Well, I guess I got distracted with…yaoi.

I think I may have an addiction.

I dedicate this chapter wholeheartedly to bleepbloopbanana. She helped get this shit over way.


Nerve Nineteen – The Incredulous

They really did go on strike.

And the moment the National Feminist Society got up to the front of the store, toting their signs and guns and fairly lethal purses, half the neighborhood had no idea what to do.

Sasuke just went up to unlock the door, handling it as calmly as anyone else wouldn't when faced with an unholy death squad of women/lesbians.
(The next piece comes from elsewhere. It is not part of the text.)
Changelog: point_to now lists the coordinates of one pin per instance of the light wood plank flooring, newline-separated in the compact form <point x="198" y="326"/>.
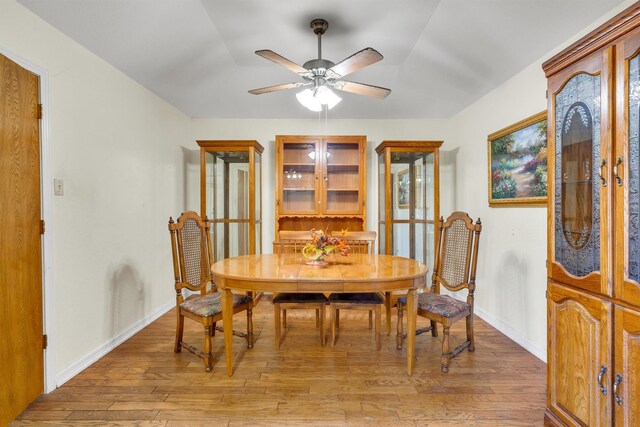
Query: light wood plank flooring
<point x="142" y="382"/>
But, this is expected, because it's Sasuke.

"Hey!" Sakura shouted, insulted. "Aren't you going to yell at us for getting in the way of the menfolk?"

The dark-haired teen yawned. "Lady, I'm gay. I really don't care for lesbian affairs."

"Why do you guys keep calling us lesbians?!" Ino demanded annoyingly.

Sasuke shrugged. "You ladies give off the aura of 'I like to kiss all the girls'." He opened the KFC's doors, turning around in a bored manner. "Now, if you don't mind, I've got a business to run. If you're going to have a picnic, I'd suggest you do it somewhere else."

And he closed the doors.

The three main participants looked at each other, incredulous.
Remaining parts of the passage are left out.